Unsurprisingly, Yancey had planned ahead.
“She put such a strong team in place, placed all the right people there,” says Hyland, president and CEO of Children’s Healthcare of Atlanta. “Certainly, people missed her — but there were no ramifications for the company. Everything kept right on going.”
Retirement ushered in a new phase of life for Carol and Mike, as well as their children, David, Jennifer and Heather. The schedule is different, but no less demanding.

In addition to serving on multiple corporate boards, Yancey is a director for the Boy Scouts of America’s Atlanta Area Council and a member of Terry’s Dean’s Advisory Council. She makes time for volunteer engagements — come Christmastime, it’s common to find her ringing the Salvation Army bell — and participates in Terry initiatives such as the Professional Women’s Conference.
But there’s more time to unwind, as well. “We are doing a whole lot more travel,” says Yancey. “We have a lake house, and we spend a lot of time there. We are able to spend a lot more time with our families and help out our parents.”
Still massive baseball fans, “we have Braves season tickets,” she adds. “Last year, we went to 50 games. … And (there are) a lot more dinners at home together.”
Perhaps most meaningful to Yancey is providing mentorship to students and young professionals — sharing hard-earned wisdom with the next generation to help them harness their abilities and identify their passions.
Speaking to a Tull class in February, Yancey reflected on the most important lesson she learned over the course of her career: “It’s not accounting,” she said. “It’s not numbers.
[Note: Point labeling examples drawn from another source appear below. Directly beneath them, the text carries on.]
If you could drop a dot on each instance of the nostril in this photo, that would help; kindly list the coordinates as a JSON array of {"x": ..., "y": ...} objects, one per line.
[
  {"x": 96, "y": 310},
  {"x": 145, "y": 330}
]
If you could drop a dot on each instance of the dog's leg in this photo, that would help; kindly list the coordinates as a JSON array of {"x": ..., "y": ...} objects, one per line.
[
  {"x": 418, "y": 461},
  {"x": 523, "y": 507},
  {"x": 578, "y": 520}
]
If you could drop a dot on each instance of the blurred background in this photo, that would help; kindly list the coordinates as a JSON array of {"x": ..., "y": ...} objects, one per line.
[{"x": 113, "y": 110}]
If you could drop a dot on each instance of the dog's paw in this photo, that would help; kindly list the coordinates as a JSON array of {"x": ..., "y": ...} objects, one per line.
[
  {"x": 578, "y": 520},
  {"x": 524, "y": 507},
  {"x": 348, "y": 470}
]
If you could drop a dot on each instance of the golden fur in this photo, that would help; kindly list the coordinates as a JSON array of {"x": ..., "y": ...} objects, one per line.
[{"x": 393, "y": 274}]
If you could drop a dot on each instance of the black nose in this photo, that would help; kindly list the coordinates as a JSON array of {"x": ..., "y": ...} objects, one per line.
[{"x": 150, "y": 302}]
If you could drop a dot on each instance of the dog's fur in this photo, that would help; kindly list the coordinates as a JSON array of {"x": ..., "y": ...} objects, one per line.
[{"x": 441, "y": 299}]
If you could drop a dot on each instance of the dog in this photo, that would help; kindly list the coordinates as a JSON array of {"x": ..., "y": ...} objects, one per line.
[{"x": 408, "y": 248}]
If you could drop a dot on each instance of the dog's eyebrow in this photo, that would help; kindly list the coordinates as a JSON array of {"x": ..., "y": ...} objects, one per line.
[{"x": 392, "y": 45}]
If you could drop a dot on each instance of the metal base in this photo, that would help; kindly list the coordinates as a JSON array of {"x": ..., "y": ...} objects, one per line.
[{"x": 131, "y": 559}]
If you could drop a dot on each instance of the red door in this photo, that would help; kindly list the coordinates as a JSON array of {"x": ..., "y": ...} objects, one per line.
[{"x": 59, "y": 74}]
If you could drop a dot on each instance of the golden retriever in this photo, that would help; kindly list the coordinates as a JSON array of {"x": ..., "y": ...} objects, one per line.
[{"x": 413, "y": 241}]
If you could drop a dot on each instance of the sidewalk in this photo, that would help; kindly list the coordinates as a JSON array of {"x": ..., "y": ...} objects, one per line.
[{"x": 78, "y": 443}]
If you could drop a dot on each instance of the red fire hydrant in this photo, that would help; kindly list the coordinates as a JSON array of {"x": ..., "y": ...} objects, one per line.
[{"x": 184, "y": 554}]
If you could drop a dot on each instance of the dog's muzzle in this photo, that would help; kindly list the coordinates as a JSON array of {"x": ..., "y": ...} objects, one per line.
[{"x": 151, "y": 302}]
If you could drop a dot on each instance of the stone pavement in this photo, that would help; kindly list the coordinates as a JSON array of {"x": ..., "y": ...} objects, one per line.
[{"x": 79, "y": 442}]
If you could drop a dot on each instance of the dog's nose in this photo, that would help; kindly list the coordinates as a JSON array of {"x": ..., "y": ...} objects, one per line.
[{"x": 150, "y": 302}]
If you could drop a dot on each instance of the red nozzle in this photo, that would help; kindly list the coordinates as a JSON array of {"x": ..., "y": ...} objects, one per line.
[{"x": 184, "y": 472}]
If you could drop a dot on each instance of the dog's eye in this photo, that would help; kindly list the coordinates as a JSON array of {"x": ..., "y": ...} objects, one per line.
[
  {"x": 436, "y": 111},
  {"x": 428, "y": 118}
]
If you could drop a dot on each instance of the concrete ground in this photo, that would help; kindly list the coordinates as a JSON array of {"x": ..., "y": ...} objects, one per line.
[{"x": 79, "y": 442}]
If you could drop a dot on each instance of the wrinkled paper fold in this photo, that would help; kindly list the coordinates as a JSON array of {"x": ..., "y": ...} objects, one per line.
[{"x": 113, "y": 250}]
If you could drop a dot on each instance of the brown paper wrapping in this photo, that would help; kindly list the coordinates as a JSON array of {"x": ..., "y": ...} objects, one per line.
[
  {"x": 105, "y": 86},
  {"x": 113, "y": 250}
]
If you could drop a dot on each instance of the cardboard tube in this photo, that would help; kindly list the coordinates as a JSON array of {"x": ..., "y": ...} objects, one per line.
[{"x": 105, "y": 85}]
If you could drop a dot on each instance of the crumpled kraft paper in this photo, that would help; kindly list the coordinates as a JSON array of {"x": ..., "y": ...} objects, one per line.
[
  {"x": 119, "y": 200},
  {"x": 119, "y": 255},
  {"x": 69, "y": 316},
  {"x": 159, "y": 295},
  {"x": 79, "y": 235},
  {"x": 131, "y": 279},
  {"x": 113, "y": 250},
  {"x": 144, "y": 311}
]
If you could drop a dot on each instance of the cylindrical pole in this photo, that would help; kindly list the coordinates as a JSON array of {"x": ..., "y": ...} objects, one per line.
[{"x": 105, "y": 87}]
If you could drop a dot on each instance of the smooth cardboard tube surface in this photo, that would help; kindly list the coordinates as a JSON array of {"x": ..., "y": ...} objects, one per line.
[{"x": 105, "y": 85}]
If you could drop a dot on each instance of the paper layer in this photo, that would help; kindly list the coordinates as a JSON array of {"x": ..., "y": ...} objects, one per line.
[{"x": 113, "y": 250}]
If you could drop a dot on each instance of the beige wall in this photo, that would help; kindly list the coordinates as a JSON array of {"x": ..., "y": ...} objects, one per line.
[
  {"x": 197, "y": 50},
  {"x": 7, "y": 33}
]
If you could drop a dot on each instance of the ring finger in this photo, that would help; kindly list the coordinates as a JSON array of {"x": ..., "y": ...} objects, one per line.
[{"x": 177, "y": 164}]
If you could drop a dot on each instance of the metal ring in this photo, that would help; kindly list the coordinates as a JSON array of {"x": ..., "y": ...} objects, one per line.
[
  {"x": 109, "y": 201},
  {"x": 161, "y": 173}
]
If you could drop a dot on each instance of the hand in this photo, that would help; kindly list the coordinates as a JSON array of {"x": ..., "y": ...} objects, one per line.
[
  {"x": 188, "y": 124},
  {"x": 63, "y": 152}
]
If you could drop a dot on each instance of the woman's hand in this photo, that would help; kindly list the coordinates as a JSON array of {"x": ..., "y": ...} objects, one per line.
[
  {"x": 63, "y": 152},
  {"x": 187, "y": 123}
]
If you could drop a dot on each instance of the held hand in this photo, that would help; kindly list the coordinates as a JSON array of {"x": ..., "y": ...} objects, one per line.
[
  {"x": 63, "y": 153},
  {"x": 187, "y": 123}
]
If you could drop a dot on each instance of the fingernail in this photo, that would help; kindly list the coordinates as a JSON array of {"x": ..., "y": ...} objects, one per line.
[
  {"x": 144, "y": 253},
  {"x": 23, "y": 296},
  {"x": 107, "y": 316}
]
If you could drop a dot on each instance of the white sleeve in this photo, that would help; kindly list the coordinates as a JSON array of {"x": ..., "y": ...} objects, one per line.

It’s people.”
As the class ended, students approached to introduce themselves, ask questions and solicit advice. Yancey happily obliged, speaking to each of them at length, offering guidance and exchanging contact information.
“I learn so much from being around younger talent, being around students,” she says. “Whether you’re mentoring or being mentored, it goes both ways.”
After all, who knows? One of them may well be the next Carol Yancey.